Además, dejamos de ser (auto)críticos con la alternativa que sí endosamos. Si tenemos, como pasó en el Perú en 2021, una competencia entre dos postulantes con dudosas credenciales democráticas, la elección de cuál nos parece peor tiende a generar, como efecto reflejo, que empecemos a ver a la alternativa que sí respaldamos como mucho mejor de lo que realmente es y nos sentimos obligados a “perdonarle” vicios o incluso comportamientos delictivos que no deberían tolerarse de político alguno.

TODO VALE

Si la derrota supone el fin del mundo tal cual lo conocemos, entonces todo vale para sacar de carrera al político que nos atemoriza. Vale mentir, sesgar la información que se comparte, viralizar fake news, calumniar, injuriar o todo lo que se le parezca. Si sentimos que la democracia está en riesgo, asumimos que es válido usar medios antidemocráticos para salvarla, porque “el fin justifica los medios”. Por tanto, se vuelve “razonable” aducir que ha habido fraude electoral aun cuando no haya evidencia alguna de ello (como pasó con muchos de quienes respaldaron al lado fujimorista en la segunda vuelta reseñada).

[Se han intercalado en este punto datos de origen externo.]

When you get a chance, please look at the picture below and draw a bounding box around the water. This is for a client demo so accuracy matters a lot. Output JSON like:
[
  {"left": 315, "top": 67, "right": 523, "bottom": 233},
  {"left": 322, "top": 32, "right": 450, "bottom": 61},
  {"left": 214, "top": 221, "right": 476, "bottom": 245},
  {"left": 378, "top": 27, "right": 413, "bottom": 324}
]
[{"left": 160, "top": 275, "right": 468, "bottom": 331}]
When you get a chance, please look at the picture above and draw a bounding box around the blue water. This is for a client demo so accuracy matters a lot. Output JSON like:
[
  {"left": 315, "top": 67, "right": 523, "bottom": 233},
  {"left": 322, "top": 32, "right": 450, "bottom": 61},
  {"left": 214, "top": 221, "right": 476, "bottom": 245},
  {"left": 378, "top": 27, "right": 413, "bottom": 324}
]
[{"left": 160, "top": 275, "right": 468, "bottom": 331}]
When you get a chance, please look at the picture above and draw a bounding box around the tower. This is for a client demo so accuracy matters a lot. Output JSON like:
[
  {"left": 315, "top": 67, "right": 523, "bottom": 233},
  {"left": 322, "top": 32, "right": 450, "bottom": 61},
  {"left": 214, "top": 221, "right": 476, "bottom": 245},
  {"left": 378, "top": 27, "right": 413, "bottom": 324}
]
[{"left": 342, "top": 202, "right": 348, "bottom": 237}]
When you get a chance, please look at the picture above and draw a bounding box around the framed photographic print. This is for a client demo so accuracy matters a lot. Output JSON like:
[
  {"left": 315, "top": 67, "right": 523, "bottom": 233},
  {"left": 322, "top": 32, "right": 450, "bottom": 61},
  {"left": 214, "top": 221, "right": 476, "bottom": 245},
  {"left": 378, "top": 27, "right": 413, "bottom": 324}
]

Opinamos aquí a partir de lo que vemos día a día en la política peruana, pero sospechamos que no es muy distinto a lo que está ocurriendo en otros países que creen que –todavía– tienen democracias saludables. Hemos entrado a una nueva normalidad en la cual muchos entienden la política como un juego de matar o morir. Y si, en efecto, algo va a terminar muriendo, va a ser la democracia misma.

No es casual que Pedro Castillo haya intentado –infructuosamente, por suerte– cometer un autogolpe en diciembre pasado, y que la mitad del país lo haya visto a él, más bien, como una víctima. La extrema polarización que estamos viviendo, y la industria del miedo en la que se sostiene, ya ni siquiera nos permite ponernos de acuerdo sobre qué es un Golpe de Estado. Y lo que es peor, nos impide visualizar cuál sería el camino para salir de este marasmo, que al final, es más de lo mismo.